Opérations : entendez ouvertures — Claude Louis-Combet
Médecin, professeur de cardiologie, Martial Hamon (aka Nomah) dispose d’un capital culturel qui fait la part belle à l’anatomie et à l’imagerie médicale. En 2010, il a décidé d’abandonner une belle carrière d’angioplasticien et de professeur de cardiologie pour se consacrer à un son — dit-il, “besoin irrépressible de peindre”. Il propose une œuvre singulière, déroutante mais qui fascine.
Ses tableaux “figuratifs” (enfin presque) évoquent les organes internes, plongent dans la nature de notre condition. L’invention plastique achève le travail de chirurgie. Elle prolonge la réalité dans un expressionnisme riche de variations de couleurs et de transparences en des gammes de bleus de rouges et de mauves.
Les organes tels qu’ils sont scénarisés offrent un voyage intérieur, une méditation sur notre condition la plus charnelle.
L’artiste veut arracher au corps ses secrets et dévoiler son essence animale. Dès lors, à ce point de son parcours, l’artiste provoque nécessairement l’écriture et la poésie. D’où la rencontre avec Claude Louis-Combet qui approche poétiquement le transfert d’une activité médicale à celle de la peinture.
Et l’auteur de préciser cette démarche ; “C’était, comme à l’opéra, une ouverture. (…) Cela aurait pu durer encore et durer jusqu’à aujourd’hui et au-delà. Mais voici : l’artisan commis par le dieu créateur pour préparer des projets a soudain touché le fond de sa songerie et l’idée lui est venue qu’il fallait en finir avec l’être qu’il tenait en ses mains – l’être de l’homme – et que cet achèvement et accomplissement ne pourrait s’effectuer que par l’introduction, au plus profond de la matière vivante, d’un principe de lumière : une concrétion organique destinée à illuminer le dedans de l’être”.

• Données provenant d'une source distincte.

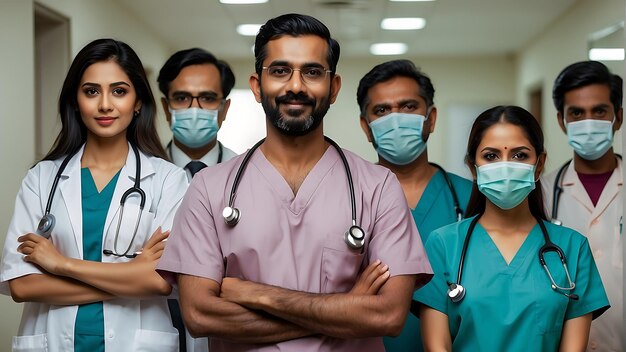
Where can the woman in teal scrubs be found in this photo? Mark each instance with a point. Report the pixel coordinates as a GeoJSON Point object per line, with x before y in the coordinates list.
{"type": "Point", "coordinates": [89, 284]}
{"type": "Point", "coordinates": [508, 302]}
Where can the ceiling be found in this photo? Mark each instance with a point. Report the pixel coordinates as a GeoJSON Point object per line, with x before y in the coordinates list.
{"type": "Point", "coordinates": [454, 27]}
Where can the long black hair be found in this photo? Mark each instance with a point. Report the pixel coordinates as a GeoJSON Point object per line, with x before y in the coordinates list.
{"type": "Point", "coordinates": [142, 129]}
{"type": "Point", "coordinates": [526, 121]}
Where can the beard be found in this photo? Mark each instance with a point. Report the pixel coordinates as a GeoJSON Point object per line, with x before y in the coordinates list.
{"type": "Point", "coordinates": [294, 124]}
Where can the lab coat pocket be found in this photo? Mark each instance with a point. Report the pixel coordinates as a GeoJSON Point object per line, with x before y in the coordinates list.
{"type": "Point", "coordinates": [616, 249]}
{"type": "Point", "coordinates": [34, 343]}
{"type": "Point", "coordinates": [155, 341]}
{"type": "Point", "coordinates": [135, 228]}
{"type": "Point", "coordinates": [339, 270]}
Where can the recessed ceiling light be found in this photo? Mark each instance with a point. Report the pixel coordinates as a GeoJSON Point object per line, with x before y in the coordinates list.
{"type": "Point", "coordinates": [248, 29]}
{"type": "Point", "coordinates": [604, 54]}
{"type": "Point", "coordinates": [388, 48]}
{"type": "Point", "coordinates": [242, 2]}
{"type": "Point", "coordinates": [405, 23]}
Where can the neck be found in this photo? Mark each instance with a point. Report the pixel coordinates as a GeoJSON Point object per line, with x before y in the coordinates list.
{"type": "Point", "coordinates": [518, 217]}
{"type": "Point", "coordinates": [105, 153]}
{"type": "Point", "coordinates": [294, 152]}
{"type": "Point", "coordinates": [606, 163]}
{"type": "Point", "coordinates": [195, 153]}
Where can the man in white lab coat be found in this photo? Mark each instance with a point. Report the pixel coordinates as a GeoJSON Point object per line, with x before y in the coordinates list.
{"type": "Point", "coordinates": [586, 193]}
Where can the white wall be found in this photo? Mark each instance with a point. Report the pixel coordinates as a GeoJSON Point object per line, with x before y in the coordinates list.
{"type": "Point", "coordinates": [565, 42]}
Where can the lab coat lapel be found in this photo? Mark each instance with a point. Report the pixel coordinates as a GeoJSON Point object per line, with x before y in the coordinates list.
{"type": "Point", "coordinates": [610, 191]}
{"type": "Point", "coordinates": [577, 190]}
{"type": "Point", "coordinates": [70, 191]}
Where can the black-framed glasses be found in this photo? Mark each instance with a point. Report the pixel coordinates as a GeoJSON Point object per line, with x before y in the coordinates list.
{"type": "Point", "coordinates": [309, 74]}
{"type": "Point", "coordinates": [185, 100]}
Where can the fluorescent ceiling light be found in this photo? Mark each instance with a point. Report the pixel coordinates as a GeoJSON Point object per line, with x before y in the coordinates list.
{"type": "Point", "coordinates": [603, 54]}
{"type": "Point", "coordinates": [248, 29]}
{"type": "Point", "coordinates": [242, 2]}
{"type": "Point", "coordinates": [400, 24]}
{"type": "Point", "coordinates": [388, 48]}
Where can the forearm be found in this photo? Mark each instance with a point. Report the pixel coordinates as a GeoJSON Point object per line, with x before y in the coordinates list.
{"type": "Point", "coordinates": [206, 314]}
{"type": "Point", "coordinates": [55, 290]}
{"type": "Point", "coordinates": [342, 315]}
{"type": "Point", "coordinates": [131, 279]}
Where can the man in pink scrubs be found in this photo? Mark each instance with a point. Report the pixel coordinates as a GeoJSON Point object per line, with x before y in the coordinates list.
{"type": "Point", "coordinates": [283, 277]}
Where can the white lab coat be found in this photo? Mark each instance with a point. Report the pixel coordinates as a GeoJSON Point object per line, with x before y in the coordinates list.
{"type": "Point", "coordinates": [602, 226]}
{"type": "Point", "coordinates": [130, 324]}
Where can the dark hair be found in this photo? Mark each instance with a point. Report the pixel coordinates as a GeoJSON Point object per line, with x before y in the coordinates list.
{"type": "Point", "coordinates": [194, 56]}
{"type": "Point", "coordinates": [582, 74]}
{"type": "Point", "coordinates": [391, 69]}
{"type": "Point", "coordinates": [515, 116]}
{"type": "Point", "coordinates": [141, 131]}
{"type": "Point", "coordinates": [294, 25]}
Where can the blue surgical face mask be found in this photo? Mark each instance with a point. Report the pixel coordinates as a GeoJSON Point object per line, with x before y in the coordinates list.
{"type": "Point", "coordinates": [590, 138]}
{"type": "Point", "coordinates": [506, 184]}
{"type": "Point", "coordinates": [398, 137]}
{"type": "Point", "coordinates": [194, 127]}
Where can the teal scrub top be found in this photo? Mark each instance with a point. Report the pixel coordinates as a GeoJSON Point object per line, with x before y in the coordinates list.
{"type": "Point", "coordinates": [434, 210]}
{"type": "Point", "coordinates": [510, 307]}
{"type": "Point", "coordinates": [89, 326]}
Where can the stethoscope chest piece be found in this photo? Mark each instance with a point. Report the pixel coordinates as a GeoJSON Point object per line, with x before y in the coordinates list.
{"type": "Point", "coordinates": [231, 215]}
{"type": "Point", "coordinates": [456, 292]}
{"type": "Point", "coordinates": [355, 237]}
{"type": "Point", "coordinates": [46, 224]}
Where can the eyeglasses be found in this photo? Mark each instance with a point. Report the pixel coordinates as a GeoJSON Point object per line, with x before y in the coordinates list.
{"type": "Point", "coordinates": [310, 75]}
{"type": "Point", "coordinates": [185, 100]}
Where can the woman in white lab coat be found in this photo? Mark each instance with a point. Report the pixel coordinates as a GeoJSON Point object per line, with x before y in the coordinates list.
{"type": "Point", "coordinates": [89, 283]}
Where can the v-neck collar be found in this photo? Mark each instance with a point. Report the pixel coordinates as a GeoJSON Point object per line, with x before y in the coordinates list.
{"type": "Point", "coordinates": [427, 200]}
{"type": "Point", "coordinates": [523, 254]}
{"type": "Point", "coordinates": [312, 181]}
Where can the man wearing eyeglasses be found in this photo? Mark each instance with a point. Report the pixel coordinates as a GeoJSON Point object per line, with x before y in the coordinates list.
{"type": "Point", "coordinates": [292, 273]}
{"type": "Point", "coordinates": [195, 86]}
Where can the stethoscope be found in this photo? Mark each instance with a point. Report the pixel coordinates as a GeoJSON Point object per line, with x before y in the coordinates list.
{"type": "Point", "coordinates": [558, 189]}
{"type": "Point", "coordinates": [456, 291]}
{"type": "Point", "coordinates": [354, 237]}
{"type": "Point", "coordinates": [47, 222]}
{"type": "Point", "coordinates": [455, 199]}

Comme l’illustre Louis-Combet, le praticien s’est donc doté d’un oeil ou plutôt d’un regard qui échappe à l’écriture. Car si les mots coulent, apparemment intarissables, sans se déprendre du secret obscur qu’ils ne peuvent cerner, la peinture permet d’aller plus au fond de ce secret. La peinture révise l’ignorance des mots pour leur donner une réponse en s’enfonçant dedans par une sélection d’un certain mode de regard propre au chirurgien.
Du corps qui est notre veilleur des nuits et des jours et est porteur d’âme, le peintre devient le confident de ses opérations les plus secrètes. Par son travail l’artiste, crée de “l’être de l’homme un “achèvement et un accomplissement qui ne pourrait s’effectuer que par l’introduction -, au plus profond de la matière vivante, d’un principe de lumière”

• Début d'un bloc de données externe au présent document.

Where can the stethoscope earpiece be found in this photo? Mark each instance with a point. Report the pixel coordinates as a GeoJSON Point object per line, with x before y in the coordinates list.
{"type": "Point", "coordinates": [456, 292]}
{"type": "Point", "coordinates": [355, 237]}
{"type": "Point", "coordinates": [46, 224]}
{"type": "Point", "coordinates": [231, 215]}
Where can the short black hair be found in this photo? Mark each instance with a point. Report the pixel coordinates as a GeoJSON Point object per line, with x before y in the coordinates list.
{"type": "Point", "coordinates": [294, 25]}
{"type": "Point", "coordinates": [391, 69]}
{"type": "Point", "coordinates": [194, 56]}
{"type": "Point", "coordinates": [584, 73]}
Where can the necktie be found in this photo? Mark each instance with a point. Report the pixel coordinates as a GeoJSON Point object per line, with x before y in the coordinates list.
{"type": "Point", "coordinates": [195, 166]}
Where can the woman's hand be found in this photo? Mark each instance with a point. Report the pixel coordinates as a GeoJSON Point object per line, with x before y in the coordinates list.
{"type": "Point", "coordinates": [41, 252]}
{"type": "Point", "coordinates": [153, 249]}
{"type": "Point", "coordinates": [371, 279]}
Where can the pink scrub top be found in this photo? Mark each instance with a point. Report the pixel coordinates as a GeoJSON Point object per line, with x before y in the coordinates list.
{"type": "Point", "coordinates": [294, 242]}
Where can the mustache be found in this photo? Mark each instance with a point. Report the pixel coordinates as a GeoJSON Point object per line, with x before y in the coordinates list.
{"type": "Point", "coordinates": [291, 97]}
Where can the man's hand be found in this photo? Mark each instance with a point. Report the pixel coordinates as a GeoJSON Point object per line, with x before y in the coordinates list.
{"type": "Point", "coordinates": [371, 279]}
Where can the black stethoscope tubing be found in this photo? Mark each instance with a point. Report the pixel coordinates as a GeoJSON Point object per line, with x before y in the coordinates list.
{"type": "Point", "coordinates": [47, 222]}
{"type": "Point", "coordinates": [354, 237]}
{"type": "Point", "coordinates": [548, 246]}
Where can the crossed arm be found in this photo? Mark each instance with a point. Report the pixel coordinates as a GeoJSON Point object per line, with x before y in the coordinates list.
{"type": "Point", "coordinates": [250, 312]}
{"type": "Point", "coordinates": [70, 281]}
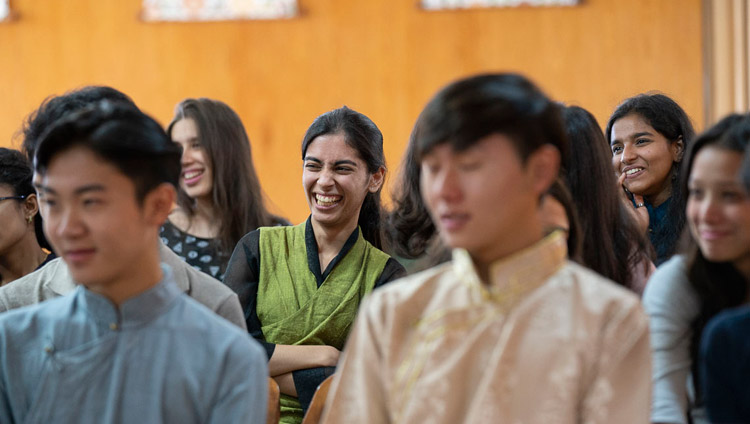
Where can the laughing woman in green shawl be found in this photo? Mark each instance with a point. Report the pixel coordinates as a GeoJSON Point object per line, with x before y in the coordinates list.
{"type": "Point", "coordinates": [301, 286]}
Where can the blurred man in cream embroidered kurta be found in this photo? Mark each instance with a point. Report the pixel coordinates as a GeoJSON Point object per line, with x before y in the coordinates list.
{"type": "Point", "coordinates": [509, 331]}
{"type": "Point", "coordinates": [548, 341]}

Dans la saisie par le tableau de la chair, quelque chose se produit qui n’est pas de l’ordre du simple point de vue mais qui constitue une sorte de mise en rêve du corps et du rébus qui l’habite par l’œil qui se cherche en lui comme on disait autrefois que l’âme se cherche dans les miroirs. C’est pourquoi, chez le peintre mais aussi chez le poète, deux opérations ont donc lieu en même temps : concentration mais aussi ouverture du champ.

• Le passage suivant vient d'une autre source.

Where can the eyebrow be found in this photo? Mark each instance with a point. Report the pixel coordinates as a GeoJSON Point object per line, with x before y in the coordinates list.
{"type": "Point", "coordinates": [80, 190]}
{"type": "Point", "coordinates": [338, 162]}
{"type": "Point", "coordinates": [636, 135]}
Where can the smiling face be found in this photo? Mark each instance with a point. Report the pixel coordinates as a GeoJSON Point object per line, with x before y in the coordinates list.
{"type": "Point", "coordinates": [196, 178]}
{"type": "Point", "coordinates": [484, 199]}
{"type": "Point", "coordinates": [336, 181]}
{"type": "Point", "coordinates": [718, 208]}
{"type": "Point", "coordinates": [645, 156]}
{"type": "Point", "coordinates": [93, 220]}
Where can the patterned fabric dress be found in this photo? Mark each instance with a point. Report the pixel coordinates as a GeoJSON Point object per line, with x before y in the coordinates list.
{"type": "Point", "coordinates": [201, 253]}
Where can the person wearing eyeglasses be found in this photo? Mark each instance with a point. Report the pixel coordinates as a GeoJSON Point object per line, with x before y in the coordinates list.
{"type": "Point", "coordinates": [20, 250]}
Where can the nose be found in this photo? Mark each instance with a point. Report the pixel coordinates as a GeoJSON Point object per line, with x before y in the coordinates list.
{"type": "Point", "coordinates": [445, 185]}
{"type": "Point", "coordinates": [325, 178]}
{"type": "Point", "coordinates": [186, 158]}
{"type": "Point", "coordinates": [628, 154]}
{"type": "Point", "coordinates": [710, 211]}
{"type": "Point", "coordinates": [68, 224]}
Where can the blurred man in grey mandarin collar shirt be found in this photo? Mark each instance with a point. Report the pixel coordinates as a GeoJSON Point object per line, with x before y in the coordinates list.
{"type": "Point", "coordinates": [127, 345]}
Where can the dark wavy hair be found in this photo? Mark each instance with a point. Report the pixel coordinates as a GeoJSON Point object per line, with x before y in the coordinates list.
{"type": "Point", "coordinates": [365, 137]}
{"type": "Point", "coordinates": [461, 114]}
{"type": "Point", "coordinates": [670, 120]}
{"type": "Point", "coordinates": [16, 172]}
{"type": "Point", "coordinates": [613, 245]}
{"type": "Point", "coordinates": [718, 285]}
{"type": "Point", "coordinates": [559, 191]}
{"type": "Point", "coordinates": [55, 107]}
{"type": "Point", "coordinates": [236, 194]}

Avec en plus un effet de réflexion : le regard s’éprend, s’apprend, se surprend alors que l’œil butinant et virevoltant reste toujours pressé. Il lui manque sans doute le poids de la mélancolie et de la mort et il se contente de passer d’un reflet à l’autre.
Ainsi, l’oeil vise l’objet, le regard la chose — ou ce que Beckett nommait “sa choséité”.
Voulant inscrire entre ici et ailleurs son extra-territorialité, le regard fonctionne dans une dimension structurante qui, comme l’a montré Michaux, subvertit les notions habituelles de dehors et de dedans.
jean-paul gavard-perret
Claude Louis-Combet, Aube des chairs et viscères, Illustrations de Nomah, Fata Morgana, coll. Scalps, 2021, 56 p. — 14,00 €.